I had the opportunity to offer myself up to self-experiment when I received a breast cancer diagnosis.
Then I decided to dedicate my life to exploring ideas about the power of consciousness over cell regeneration and the effectiveness of creative process as a tool for transformation.
I am not anti-modern medicine by any means, as it has saved my life more than once. I believe in healthy balance on every level. In fact, I am a clinical holistic health practitioner in a hospital setting which very much reflects my standpoint on this.
I am also a dancer, and every dancer knows that rare feeling of a perfectly executed movement—a result of practice, balance and finally surrender to a seemingly impossible feat. It is a divine experience when the dancer intimately knows the supernatural feeling of suspension, flight and unimaginable precision. The moment is fleeting but profoundly transformative.
It was with this experience of and hope for a normally-unattainable feat that I began my road to recovery.

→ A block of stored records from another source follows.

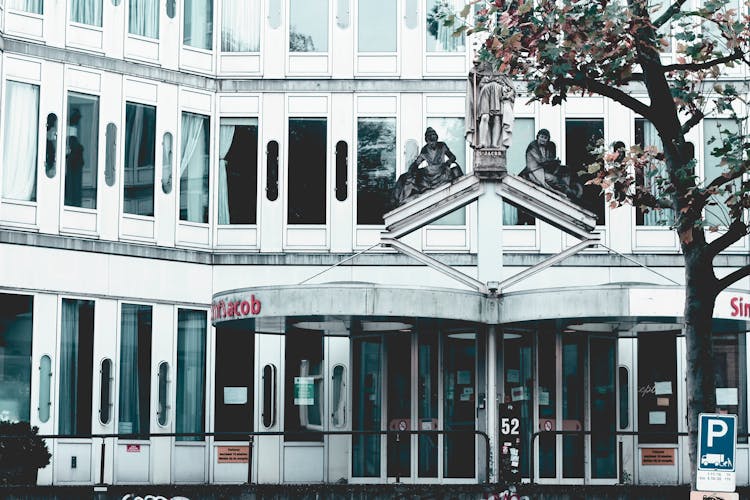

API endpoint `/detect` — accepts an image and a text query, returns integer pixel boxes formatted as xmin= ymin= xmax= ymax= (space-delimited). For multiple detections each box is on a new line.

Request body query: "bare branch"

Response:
xmin=682 ymin=109 xmax=706 ymax=134
xmin=661 ymin=49 xmax=745 ymax=73
xmin=716 ymin=265 xmax=750 ymax=292
xmin=555 ymin=77 xmax=655 ymax=122
xmin=707 ymin=219 xmax=747 ymax=258
xmin=653 ymin=0 xmax=687 ymax=29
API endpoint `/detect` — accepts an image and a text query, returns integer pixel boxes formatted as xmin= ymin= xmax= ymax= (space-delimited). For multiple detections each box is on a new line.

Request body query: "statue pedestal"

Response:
xmin=474 ymin=148 xmax=508 ymax=179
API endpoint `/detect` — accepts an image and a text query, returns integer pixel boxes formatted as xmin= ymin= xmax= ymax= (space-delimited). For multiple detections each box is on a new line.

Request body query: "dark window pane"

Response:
xmin=65 ymin=92 xmax=99 ymax=208
xmin=123 ymin=102 xmax=156 ymax=216
xmin=287 ymin=118 xmax=327 ymax=224
xmin=357 ymin=118 xmax=396 ymax=224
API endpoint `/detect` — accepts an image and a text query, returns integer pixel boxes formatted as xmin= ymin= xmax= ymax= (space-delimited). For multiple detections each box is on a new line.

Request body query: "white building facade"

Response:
xmin=0 ymin=0 xmax=750 ymax=485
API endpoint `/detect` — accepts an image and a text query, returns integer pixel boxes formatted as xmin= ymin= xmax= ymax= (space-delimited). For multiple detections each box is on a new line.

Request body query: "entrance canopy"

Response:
xmin=211 ymin=282 xmax=750 ymax=335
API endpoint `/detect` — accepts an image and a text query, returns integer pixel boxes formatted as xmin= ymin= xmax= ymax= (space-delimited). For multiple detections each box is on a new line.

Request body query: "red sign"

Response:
xmin=211 ymin=295 xmax=260 ymax=321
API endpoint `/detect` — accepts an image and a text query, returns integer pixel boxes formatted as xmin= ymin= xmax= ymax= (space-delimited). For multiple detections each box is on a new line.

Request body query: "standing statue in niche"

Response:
xmin=518 ymin=128 xmax=583 ymax=203
xmin=393 ymin=127 xmax=464 ymax=206
xmin=466 ymin=61 xmax=516 ymax=151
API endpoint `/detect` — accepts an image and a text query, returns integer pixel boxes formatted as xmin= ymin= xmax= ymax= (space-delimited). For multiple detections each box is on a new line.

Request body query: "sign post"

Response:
xmin=696 ymin=413 xmax=737 ymax=492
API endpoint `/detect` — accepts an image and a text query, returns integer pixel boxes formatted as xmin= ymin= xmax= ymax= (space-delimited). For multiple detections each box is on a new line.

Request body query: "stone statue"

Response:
xmin=518 ymin=128 xmax=583 ymax=202
xmin=392 ymin=127 xmax=463 ymax=206
xmin=466 ymin=61 xmax=516 ymax=151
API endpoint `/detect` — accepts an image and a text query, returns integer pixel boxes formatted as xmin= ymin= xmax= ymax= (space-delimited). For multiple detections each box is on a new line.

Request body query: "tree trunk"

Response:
xmin=683 ymin=235 xmax=717 ymax=489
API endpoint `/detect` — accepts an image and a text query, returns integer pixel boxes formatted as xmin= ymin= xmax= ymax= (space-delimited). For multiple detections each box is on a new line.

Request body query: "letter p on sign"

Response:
xmin=706 ymin=419 xmax=729 ymax=448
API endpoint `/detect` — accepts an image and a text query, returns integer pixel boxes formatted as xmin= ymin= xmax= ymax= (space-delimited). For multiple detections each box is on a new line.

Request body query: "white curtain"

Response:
xmin=175 ymin=309 xmax=206 ymax=441
xmin=70 ymin=0 xmax=102 ymax=26
xmin=8 ymin=0 xmax=44 ymax=14
xmin=128 ymin=0 xmax=159 ymax=38
xmin=643 ymin=120 xmax=674 ymax=227
xmin=182 ymin=0 xmax=214 ymax=50
xmin=117 ymin=304 xmax=140 ymax=434
xmin=219 ymin=125 xmax=234 ymax=224
xmin=180 ymin=113 xmax=208 ymax=222
xmin=0 ymin=81 xmax=39 ymax=201
xmin=221 ymin=0 xmax=260 ymax=52
xmin=58 ymin=299 xmax=80 ymax=434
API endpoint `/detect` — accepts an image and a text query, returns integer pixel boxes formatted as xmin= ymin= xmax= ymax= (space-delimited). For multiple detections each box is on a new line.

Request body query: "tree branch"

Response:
xmin=661 ymin=49 xmax=745 ymax=73
xmin=653 ymin=0 xmax=687 ymax=29
xmin=706 ymin=219 xmax=747 ymax=259
xmin=716 ymin=265 xmax=750 ymax=292
xmin=682 ymin=109 xmax=706 ymax=134
xmin=555 ymin=77 xmax=655 ymax=122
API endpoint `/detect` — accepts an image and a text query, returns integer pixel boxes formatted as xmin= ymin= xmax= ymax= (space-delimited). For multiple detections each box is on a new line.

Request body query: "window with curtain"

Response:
xmin=123 ymin=102 xmax=156 ymax=216
xmin=0 ymin=293 xmax=34 ymax=422
xmin=180 ymin=112 xmax=209 ymax=223
xmin=357 ymin=118 xmax=396 ymax=224
xmin=70 ymin=0 xmax=102 ymax=27
xmin=289 ymin=0 xmax=328 ymax=52
xmin=7 ymin=0 xmax=44 ymax=14
xmin=182 ymin=0 xmax=214 ymax=50
xmin=503 ymin=118 xmax=536 ymax=226
xmin=221 ymin=0 xmax=261 ymax=52
xmin=711 ymin=332 xmax=747 ymax=443
xmin=117 ymin=304 xmax=152 ymax=434
xmin=219 ymin=118 xmax=258 ymax=224
xmin=558 ymin=118 xmax=606 ymax=226
xmin=58 ymin=299 xmax=94 ymax=435
xmin=0 ymin=80 xmax=39 ymax=201
xmin=175 ymin=309 xmax=206 ymax=441
xmin=426 ymin=117 xmax=466 ymax=226
xmin=128 ymin=0 xmax=159 ymax=39
xmin=65 ymin=92 xmax=99 ymax=208
xmin=357 ymin=0 xmax=398 ymax=52
xmin=635 ymin=118 xmax=674 ymax=227
xmin=426 ymin=0 xmax=465 ymax=52
xmin=287 ymin=118 xmax=328 ymax=224
xmin=703 ymin=118 xmax=740 ymax=227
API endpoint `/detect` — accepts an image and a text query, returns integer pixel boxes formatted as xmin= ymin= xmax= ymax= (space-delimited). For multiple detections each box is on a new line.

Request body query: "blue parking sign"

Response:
xmin=697 ymin=413 xmax=737 ymax=472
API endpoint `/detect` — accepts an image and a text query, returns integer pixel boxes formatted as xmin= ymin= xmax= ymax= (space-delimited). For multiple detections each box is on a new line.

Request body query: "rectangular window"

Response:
xmin=503 ymin=118 xmax=535 ymax=226
xmin=703 ymin=118 xmax=740 ymax=227
xmin=65 ymin=92 xmax=99 ymax=208
xmin=70 ymin=0 xmax=102 ymax=27
xmin=712 ymin=332 xmax=747 ymax=443
xmin=636 ymin=332 xmax=684 ymax=444
xmin=180 ymin=112 xmax=210 ymax=223
xmin=123 ymin=102 xmax=156 ymax=216
xmin=58 ymin=299 xmax=94 ymax=435
xmin=357 ymin=118 xmax=396 ymax=224
xmin=0 ymin=80 xmax=39 ymax=201
xmin=214 ymin=327 xmax=255 ymax=442
xmin=182 ymin=0 xmax=214 ymax=50
xmin=426 ymin=117 xmax=466 ymax=226
xmin=0 ymin=293 xmax=34 ymax=422
xmin=8 ymin=0 xmax=44 ymax=14
xmin=426 ymin=0 xmax=464 ymax=52
xmin=565 ymin=118 xmax=606 ymax=225
xmin=175 ymin=309 xmax=206 ymax=441
xmin=357 ymin=0 xmax=398 ymax=52
xmin=219 ymin=118 xmax=258 ymax=224
xmin=117 ymin=304 xmax=152 ymax=434
xmin=635 ymin=118 xmax=674 ymax=227
xmin=287 ymin=118 xmax=328 ymax=224
xmin=221 ymin=0 xmax=261 ymax=52
xmin=289 ymin=0 xmax=328 ymax=52
xmin=128 ymin=0 xmax=159 ymax=39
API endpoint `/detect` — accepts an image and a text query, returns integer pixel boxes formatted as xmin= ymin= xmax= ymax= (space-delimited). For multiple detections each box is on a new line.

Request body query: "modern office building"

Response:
xmin=0 ymin=0 xmax=750 ymax=485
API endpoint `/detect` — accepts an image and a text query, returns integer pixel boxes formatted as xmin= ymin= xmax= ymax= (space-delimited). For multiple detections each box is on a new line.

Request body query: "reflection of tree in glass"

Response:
xmin=289 ymin=26 xmax=315 ymax=52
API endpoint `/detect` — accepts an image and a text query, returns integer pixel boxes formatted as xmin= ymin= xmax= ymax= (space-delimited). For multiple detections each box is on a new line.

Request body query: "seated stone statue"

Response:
xmin=518 ymin=128 xmax=583 ymax=202
xmin=392 ymin=127 xmax=463 ymax=207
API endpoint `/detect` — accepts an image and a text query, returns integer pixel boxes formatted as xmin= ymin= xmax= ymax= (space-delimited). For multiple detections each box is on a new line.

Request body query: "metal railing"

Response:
xmin=0 ymin=430 xmax=490 ymax=486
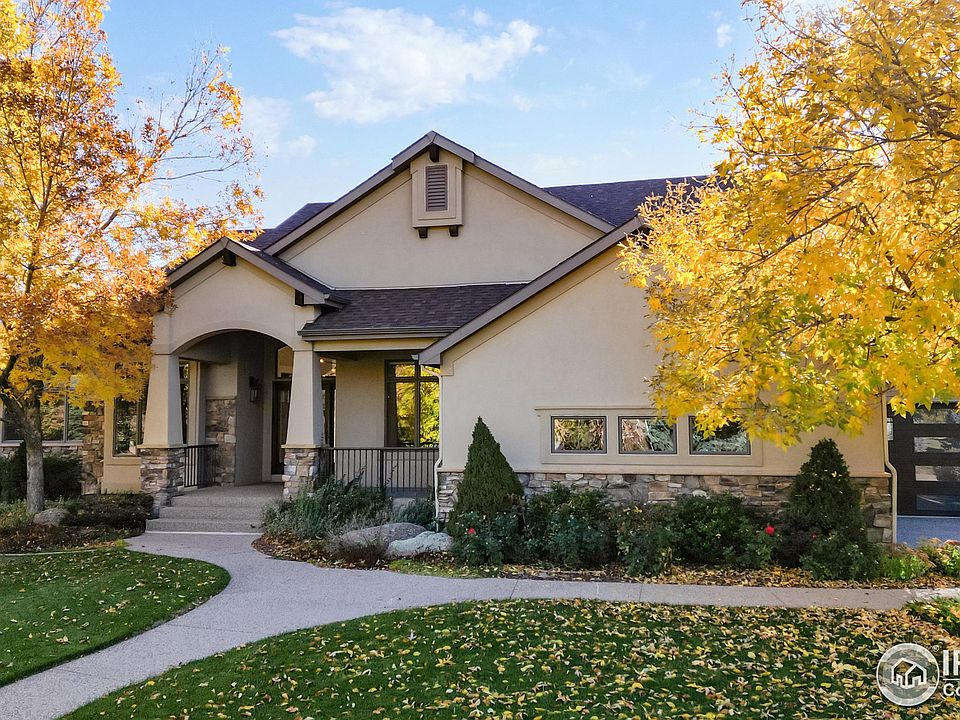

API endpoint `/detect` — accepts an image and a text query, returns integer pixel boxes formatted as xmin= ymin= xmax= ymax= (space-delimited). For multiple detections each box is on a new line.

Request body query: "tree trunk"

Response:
xmin=21 ymin=401 xmax=44 ymax=515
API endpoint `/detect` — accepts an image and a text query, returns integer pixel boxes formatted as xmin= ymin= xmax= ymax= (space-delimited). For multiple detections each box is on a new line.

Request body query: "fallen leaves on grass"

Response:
xmin=70 ymin=601 xmax=960 ymax=720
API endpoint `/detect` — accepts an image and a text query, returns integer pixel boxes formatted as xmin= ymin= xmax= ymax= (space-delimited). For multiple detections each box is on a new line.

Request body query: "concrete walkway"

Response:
xmin=0 ymin=533 xmax=952 ymax=720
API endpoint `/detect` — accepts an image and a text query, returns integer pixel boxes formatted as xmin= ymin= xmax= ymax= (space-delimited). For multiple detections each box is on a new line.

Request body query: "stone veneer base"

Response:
xmin=437 ymin=472 xmax=893 ymax=543
xmin=140 ymin=447 xmax=186 ymax=516
xmin=283 ymin=447 xmax=320 ymax=499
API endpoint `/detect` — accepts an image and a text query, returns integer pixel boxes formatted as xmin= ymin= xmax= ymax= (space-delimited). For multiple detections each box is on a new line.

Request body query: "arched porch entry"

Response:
xmin=140 ymin=328 xmax=335 ymax=505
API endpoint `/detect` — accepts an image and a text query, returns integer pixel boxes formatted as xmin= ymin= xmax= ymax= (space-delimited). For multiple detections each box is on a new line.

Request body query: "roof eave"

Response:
xmin=417 ymin=218 xmax=648 ymax=365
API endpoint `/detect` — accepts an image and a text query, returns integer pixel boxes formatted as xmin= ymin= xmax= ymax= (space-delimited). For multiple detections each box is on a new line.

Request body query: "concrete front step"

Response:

When dancers hear “that’s impossible,” they will do anything to prove you wrong. By the time I was advised to do surgery, chemotherapy, radiation and a five-year drug regime in order to survive, I was primed to prove otherwise (those options didn’t sound good to me). I wanted to offer my body a chance for natural balance after years of stress and lack of self-care. I chose only surgery and denied the other treatments. I was told by doctors I had a death wish.
I stuck to my choices. I then turned my recovery into a living art project by documenting my body over the years with photography and film showing images of strength, vulnerability, flexibility, grace and vitality. I moved and danced and rocked my body and soul back to health. Dance (and dancing with my husband like in the below video) has been a way of turning something ugly and terrifying into something beautiful and motivating. Dance took a situation that ordinarily generates powerlessness and offered me empowerment.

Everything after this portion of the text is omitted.